"I'll come with you, Babs. If you want anything in the night——"
"I'm really all right!" Barbara was so much exhausted that this time she knew she would be able to sleep. She did not know, however, what she might say in her sleep. "You can lock both doors, mother; and I couldn't throw myself out of the window, if I tried. I couldn't sleep, if I had any one in the room; I should feel I was being watched."
"But just for to-night——"
"I shan't go to bed, unless you do what I ask."
Lady Crawleigh knew well when it was useless to argue, and Barbara went up alone. Mrs. Savage had called her; if the dream had not been so rudely disturbed, she would have been able to remember the form of the call as she still remembered its urgency. But that hardly mattered now; she was only strengthened in her determination to go back to Knightsbridge in the morning. She fell asleep, happier than she had been for a year. Lady Crawleigh peeped into the room once or twice during the night, but Barbara did not stir until the telephone-bell rang by her bed-side at half-past nine. A strange male voice enquired for her and seemed more than usually anxious to be certain of her identity.
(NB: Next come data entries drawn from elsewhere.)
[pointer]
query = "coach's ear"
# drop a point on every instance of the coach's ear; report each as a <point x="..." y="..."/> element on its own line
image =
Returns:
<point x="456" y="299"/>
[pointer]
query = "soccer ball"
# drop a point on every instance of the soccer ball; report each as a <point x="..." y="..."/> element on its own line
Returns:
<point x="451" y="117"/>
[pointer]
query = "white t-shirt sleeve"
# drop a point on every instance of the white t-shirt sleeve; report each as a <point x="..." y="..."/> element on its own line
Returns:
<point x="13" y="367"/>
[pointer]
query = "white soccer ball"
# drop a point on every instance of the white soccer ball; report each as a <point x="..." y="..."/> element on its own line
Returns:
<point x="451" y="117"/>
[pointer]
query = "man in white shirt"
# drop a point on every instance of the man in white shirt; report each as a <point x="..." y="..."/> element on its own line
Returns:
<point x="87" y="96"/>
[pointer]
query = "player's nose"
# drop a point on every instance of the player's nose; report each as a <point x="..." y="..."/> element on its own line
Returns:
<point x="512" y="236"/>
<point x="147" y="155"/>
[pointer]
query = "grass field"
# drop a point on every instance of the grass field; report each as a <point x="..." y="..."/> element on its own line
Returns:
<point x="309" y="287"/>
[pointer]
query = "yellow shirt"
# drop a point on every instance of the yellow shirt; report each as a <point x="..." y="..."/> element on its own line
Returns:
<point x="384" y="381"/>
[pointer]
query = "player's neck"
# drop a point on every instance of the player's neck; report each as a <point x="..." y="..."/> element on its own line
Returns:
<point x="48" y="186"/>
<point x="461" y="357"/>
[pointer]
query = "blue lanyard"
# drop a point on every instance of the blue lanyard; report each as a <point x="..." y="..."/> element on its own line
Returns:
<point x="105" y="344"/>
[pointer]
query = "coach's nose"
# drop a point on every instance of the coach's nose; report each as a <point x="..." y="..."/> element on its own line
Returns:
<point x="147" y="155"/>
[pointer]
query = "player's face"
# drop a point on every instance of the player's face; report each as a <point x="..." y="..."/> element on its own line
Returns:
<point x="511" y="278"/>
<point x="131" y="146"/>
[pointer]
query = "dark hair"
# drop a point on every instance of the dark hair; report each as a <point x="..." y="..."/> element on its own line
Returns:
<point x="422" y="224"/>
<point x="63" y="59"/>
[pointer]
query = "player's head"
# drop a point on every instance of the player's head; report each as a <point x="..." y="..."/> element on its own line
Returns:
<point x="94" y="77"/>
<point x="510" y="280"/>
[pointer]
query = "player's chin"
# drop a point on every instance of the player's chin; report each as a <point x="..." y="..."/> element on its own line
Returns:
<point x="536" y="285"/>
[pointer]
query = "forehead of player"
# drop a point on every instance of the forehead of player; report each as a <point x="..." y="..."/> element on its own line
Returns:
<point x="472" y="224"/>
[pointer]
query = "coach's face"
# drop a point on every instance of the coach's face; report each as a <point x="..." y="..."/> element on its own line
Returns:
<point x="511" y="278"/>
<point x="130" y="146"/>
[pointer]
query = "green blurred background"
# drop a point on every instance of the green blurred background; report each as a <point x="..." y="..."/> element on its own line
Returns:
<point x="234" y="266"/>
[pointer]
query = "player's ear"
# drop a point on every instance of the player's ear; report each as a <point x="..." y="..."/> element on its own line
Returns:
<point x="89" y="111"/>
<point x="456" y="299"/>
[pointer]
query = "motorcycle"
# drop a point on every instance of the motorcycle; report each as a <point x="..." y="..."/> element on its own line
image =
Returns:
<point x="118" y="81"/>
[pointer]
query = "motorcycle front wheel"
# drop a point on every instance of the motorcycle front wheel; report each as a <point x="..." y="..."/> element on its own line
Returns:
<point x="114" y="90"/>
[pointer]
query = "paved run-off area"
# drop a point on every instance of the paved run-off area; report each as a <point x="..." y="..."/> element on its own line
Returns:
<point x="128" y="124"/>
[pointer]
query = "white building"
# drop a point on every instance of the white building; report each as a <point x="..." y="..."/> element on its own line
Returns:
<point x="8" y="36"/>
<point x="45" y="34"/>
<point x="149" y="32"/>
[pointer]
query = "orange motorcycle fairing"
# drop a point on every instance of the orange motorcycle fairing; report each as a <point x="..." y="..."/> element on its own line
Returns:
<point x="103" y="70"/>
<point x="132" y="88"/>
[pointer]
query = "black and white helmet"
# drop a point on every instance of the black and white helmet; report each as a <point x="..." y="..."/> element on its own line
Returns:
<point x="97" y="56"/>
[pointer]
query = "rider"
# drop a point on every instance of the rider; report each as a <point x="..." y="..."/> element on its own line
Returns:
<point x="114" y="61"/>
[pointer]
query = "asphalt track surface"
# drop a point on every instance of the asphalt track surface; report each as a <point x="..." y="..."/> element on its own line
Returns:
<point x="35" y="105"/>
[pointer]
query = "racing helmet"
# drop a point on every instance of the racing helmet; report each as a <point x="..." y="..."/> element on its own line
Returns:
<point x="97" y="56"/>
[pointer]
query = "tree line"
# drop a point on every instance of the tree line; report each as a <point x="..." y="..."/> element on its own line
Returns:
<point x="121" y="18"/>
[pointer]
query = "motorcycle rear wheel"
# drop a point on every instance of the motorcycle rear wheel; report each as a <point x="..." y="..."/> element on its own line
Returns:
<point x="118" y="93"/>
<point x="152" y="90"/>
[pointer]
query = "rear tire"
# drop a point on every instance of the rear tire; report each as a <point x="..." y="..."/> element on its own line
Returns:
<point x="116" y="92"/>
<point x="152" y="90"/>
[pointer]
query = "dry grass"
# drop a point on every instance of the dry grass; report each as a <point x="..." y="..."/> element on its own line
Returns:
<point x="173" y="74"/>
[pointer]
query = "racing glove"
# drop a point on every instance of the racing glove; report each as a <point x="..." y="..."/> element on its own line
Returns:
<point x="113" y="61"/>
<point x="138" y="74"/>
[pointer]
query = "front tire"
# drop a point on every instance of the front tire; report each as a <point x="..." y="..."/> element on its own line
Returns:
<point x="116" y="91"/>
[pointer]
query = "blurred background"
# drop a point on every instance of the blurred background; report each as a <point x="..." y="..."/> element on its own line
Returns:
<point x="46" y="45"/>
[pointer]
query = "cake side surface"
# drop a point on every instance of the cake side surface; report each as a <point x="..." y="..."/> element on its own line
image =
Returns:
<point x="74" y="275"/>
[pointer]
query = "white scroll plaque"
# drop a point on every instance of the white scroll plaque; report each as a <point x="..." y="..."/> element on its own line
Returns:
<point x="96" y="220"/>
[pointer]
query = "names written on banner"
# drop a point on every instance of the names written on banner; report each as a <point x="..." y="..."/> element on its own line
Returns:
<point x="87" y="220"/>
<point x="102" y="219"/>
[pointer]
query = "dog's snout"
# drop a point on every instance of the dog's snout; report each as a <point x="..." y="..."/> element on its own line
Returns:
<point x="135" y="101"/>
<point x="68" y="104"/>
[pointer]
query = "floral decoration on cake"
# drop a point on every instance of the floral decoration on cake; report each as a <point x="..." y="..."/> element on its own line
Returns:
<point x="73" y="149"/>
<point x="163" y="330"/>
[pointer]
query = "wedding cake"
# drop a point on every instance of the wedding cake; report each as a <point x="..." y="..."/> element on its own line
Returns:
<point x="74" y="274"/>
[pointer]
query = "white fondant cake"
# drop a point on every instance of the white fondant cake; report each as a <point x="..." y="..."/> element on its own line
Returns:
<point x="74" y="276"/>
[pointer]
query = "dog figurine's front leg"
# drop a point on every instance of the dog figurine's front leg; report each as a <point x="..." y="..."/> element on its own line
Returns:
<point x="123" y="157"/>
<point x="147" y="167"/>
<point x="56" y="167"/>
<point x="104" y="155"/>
"We are Furnivall and Morton, solicitors," said the voice. "It is Mr. Morton speaking. Is that Lady Barbara Neave?"
"Yes."
"You are—Lady Barbara Neave? You are acquainted with a client of ours, Mrs. Savage."
The combination of Mrs. Savage and a slightly hectoring solicitor who insisted on speaking to her at half-past nine disconcerted Barbara.
"What Mrs. Savage do you mean?" she asked.